A Deloitte report, commissioned by Westpac, found less than 60 percent of New Zealanders currently owned their home - and this number would continue to decline, based on current trends.
The report found shared home ownership options like shared equity, rent-to-own and leasehold could help tens of thousands of people into home ownership.
It said 152,000 low- and middle-income New Zealanders could be eligible for shared home ownership pathways, but only roughly 53,000 were aware of these options.
Westpac announced on Tuesday it had set a target of lending $1 billion to affordable housing solutions over the next three years. Chief executive Catherine McGrath said that included lending to customers purchasing a home through a shared ownership model.
"Home ownership brings with it a range of financial and social benefits.

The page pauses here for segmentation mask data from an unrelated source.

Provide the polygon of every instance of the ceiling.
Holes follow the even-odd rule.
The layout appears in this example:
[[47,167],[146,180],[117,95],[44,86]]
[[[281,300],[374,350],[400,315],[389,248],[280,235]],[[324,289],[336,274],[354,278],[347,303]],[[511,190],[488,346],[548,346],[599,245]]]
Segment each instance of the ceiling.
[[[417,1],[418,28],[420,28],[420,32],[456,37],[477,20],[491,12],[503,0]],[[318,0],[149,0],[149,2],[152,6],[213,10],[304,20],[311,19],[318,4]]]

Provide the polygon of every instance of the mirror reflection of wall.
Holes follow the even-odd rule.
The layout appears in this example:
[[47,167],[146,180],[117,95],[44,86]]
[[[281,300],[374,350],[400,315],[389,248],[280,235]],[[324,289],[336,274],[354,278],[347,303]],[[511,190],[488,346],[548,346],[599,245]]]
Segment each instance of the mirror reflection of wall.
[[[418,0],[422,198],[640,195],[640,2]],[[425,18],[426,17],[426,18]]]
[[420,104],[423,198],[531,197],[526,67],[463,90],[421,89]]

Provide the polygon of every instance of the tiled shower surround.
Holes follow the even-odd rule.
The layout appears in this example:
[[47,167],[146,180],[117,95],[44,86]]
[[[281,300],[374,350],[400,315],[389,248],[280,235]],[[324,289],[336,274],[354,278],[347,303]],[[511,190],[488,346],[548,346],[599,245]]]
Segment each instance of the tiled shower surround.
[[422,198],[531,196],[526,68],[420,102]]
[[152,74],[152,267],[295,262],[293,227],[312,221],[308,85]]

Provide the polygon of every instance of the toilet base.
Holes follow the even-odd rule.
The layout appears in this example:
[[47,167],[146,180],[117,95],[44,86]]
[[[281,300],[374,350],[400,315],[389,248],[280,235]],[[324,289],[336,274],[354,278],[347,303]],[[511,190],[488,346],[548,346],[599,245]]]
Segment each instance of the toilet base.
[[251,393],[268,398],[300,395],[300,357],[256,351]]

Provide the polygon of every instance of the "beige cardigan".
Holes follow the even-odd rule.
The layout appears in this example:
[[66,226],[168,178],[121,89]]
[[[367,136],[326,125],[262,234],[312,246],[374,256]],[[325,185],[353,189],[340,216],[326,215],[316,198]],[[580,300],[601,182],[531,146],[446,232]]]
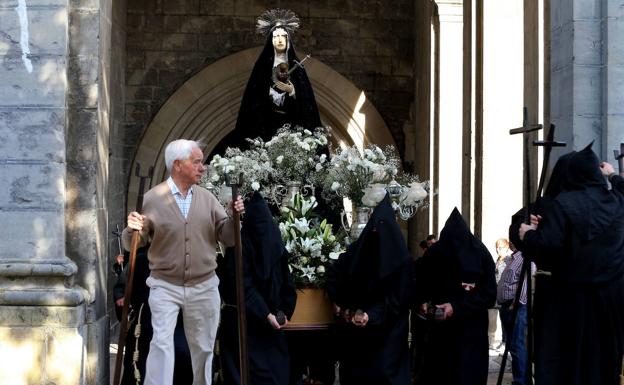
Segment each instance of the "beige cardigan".
[[[178,286],[193,286],[215,274],[217,241],[234,245],[232,220],[208,190],[193,186],[187,218],[162,182],[145,194],[141,242],[148,242],[151,275]],[[123,241],[130,249],[132,230],[124,229]]]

These include greater stability, stronger communities, a rent-free retirement and the opportunity to build intergenerational wealth.
"These benefits are being eroded as home ownership becomes less attainable, and we hear from many would-be first-home buyers who feel overwhelmed by the challenges."

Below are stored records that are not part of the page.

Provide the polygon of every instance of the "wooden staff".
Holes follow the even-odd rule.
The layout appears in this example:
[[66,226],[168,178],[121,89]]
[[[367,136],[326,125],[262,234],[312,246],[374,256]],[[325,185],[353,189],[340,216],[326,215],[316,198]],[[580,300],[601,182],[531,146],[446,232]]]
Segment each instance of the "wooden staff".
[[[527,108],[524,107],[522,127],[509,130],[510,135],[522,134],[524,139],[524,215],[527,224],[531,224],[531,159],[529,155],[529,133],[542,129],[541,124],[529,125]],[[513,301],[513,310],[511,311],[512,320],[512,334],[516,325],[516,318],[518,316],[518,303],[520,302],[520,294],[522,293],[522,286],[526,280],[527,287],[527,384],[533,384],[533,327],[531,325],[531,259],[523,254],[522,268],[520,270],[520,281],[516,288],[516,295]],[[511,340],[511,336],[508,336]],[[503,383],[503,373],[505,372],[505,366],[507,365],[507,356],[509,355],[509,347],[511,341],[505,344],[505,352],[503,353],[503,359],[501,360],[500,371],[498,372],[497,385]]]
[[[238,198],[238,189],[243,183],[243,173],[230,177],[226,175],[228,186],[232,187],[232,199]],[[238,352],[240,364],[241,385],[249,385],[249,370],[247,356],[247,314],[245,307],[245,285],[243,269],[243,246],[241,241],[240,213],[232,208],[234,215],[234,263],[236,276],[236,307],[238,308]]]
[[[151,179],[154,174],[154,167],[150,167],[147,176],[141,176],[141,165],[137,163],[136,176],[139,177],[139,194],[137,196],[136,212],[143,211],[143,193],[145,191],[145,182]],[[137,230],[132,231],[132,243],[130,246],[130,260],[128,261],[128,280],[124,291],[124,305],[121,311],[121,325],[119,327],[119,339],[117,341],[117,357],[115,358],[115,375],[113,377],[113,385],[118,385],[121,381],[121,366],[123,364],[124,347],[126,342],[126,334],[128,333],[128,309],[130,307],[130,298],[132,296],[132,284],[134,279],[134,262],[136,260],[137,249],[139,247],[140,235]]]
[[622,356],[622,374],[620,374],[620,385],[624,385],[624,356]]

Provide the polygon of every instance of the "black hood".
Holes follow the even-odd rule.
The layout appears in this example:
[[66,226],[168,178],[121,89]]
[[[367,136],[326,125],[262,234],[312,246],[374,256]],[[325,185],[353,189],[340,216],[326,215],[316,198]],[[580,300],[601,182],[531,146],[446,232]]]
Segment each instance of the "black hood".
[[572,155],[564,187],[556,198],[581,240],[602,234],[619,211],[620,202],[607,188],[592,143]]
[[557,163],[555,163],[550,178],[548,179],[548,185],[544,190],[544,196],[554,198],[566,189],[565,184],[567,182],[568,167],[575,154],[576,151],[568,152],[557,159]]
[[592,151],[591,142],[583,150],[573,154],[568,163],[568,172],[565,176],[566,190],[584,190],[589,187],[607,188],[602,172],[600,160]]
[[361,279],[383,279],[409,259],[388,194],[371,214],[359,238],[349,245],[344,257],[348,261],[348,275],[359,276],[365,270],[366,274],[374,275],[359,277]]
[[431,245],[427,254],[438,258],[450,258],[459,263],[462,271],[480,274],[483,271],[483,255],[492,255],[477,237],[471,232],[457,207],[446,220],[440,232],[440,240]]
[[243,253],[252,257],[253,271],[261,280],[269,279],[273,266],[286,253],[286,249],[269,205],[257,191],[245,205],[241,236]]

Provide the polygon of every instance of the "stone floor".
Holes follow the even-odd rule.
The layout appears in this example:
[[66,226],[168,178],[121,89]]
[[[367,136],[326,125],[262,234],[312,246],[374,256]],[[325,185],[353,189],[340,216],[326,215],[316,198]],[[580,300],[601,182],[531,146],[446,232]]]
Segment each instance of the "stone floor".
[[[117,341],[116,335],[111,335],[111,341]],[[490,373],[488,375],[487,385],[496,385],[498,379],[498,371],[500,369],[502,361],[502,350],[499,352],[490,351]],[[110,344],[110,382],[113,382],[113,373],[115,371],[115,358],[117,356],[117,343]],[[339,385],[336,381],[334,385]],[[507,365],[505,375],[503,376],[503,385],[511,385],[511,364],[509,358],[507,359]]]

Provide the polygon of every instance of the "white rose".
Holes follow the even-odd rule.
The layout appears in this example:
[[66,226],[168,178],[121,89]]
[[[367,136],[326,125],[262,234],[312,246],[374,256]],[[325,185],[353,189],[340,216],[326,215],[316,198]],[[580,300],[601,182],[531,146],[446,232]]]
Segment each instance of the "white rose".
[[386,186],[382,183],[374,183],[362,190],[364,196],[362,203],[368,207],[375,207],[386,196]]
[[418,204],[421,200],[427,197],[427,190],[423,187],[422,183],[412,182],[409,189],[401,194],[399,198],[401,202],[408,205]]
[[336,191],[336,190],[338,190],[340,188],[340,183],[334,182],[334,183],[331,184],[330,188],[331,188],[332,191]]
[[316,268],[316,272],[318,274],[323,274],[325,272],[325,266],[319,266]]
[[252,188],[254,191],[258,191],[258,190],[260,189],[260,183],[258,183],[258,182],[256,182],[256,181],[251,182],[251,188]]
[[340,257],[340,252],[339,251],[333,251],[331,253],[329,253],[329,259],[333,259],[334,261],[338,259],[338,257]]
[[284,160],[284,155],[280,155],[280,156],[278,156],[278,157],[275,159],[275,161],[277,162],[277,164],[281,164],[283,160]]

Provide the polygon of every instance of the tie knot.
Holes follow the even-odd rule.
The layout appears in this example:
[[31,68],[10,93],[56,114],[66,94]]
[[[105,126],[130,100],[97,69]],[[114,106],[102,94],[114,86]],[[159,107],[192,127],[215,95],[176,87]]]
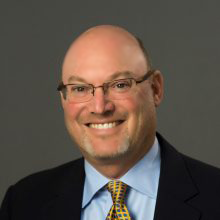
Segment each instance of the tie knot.
[[112,195],[114,204],[124,204],[127,185],[119,180],[111,180],[106,185],[107,190]]

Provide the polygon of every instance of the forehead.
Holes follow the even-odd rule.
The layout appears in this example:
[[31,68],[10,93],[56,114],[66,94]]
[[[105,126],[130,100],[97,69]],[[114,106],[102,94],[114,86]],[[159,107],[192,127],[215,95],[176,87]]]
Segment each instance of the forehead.
[[[125,78],[137,78],[138,75],[131,72],[131,71],[118,71],[115,72],[113,74],[111,74],[106,81],[112,81],[112,80],[116,80],[116,79],[125,79]],[[93,77],[95,78],[95,77]],[[89,81],[87,81],[86,78],[83,78],[83,76],[79,76],[77,74],[74,75],[70,75],[67,78],[67,83],[74,83],[74,82],[83,82],[83,83],[90,83]]]
[[117,33],[90,34],[77,40],[63,63],[63,81],[74,77],[101,81],[131,76],[147,69],[145,57],[131,36]]

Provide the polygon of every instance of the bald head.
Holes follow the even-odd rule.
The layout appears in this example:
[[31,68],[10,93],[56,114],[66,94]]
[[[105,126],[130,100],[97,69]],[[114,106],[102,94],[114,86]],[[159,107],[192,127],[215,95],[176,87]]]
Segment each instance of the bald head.
[[121,27],[100,25],[88,29],[71,44],[64,58],[63,73],[70,72],[73,67],[77,70],[88,57],[92,68],[97,62],[106,61],[104,55],[120,61],[138,61],[143,68],[150,68],[148,54],[138,38]]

McGrath said the bank would also be lending to community housing providers.
"We already support community housing providers up and down New Zealand, but this report shows there are many areas that we - and the banking sector more widely - can improve."

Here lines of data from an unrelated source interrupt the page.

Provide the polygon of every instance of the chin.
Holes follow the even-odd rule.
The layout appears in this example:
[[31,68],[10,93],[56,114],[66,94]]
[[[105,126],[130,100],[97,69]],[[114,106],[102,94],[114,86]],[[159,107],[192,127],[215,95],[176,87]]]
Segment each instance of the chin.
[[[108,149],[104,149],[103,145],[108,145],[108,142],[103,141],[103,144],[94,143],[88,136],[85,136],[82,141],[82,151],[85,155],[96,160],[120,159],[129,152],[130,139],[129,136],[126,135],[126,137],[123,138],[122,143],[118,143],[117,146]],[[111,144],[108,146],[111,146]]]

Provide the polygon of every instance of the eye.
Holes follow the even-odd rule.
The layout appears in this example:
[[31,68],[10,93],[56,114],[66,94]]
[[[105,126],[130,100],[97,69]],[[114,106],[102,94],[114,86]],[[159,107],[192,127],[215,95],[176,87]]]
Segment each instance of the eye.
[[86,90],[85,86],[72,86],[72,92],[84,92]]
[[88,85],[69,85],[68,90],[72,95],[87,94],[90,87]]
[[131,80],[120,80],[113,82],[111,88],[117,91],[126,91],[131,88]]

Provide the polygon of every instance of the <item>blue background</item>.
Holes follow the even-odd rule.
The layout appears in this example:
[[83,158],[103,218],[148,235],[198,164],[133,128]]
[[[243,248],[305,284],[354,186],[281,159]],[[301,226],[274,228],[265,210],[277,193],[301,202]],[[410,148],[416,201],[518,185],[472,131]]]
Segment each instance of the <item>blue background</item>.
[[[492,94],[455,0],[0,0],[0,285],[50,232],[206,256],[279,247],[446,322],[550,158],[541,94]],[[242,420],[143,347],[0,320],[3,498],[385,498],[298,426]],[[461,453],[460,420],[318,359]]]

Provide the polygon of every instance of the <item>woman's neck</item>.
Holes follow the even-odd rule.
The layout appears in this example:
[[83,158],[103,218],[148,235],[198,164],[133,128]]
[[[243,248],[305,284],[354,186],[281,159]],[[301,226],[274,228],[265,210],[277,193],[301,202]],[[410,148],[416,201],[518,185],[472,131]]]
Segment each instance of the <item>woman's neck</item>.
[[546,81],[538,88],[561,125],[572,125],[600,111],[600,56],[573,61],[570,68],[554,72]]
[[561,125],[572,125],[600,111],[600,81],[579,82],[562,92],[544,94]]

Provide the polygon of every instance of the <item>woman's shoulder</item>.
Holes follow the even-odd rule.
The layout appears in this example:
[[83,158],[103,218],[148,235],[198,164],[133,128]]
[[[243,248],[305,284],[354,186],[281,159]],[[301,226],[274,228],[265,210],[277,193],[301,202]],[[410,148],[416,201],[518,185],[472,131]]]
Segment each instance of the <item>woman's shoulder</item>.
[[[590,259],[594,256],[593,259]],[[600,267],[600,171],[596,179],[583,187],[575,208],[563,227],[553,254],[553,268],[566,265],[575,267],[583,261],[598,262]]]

She said the number of shared equity and leasehold houses being offered by community housing providers (CHPs) is currently very small.
Westpac's report recommended long-term funding, including from the government, to help CHPs build and provide more affordable and social housing. It also encouraged the banking sector and regulators to review risk settings for community housing development loans to reduce costs.
A different approach to home ownership
First Home Buyers Club director Lesley Harris said Westpac's target was a step in the right direction to more New Zealanders owning homes.
"Westpac has clearly seen this is an important strategy for New Zealand. It's not just about maximising profits, but investing back into New Zealand and what is a housing and rental affordability crisis."
Harris said shared home ownership had become many people's only pathway to ownership.
"The traditional way of saving a deposit to get into your first home is not achievable for a lot of Kiwis now, particularly low- to middle-income earners. We need a different approach."
She said New Zealand had a lot of catching up to do compared with other countries.
"We know shared equity programmes work. If you look overseas, they're very prevalent. For New Zealand, it's a new concept and there's a lot of confusion about what's available and what options there are."
She said there needed to be a long-term effort to increase home ownership.
"With changes in government, things stop and start. We need to look at a long-term strategy that is sustainable, irrespective of different government's coming and going."
Amy Stevens, founder of Slice - a home ownership platform for affordable housing - said she was pleased banks like Westpac were getting on board with shared home ownership.
"It's great when any bank decides to come to the party for our customers."
She agreed one of the main challenges around affordable housing was a lack of funds.
"We saw that with the popularity of Kāinga Ora's First Home Partner shared equity scheme, but it couldn't keep up with demand."
She said there was a significant public awareness gap around home ownership, and Slice had a free online education platform to help people understand their options.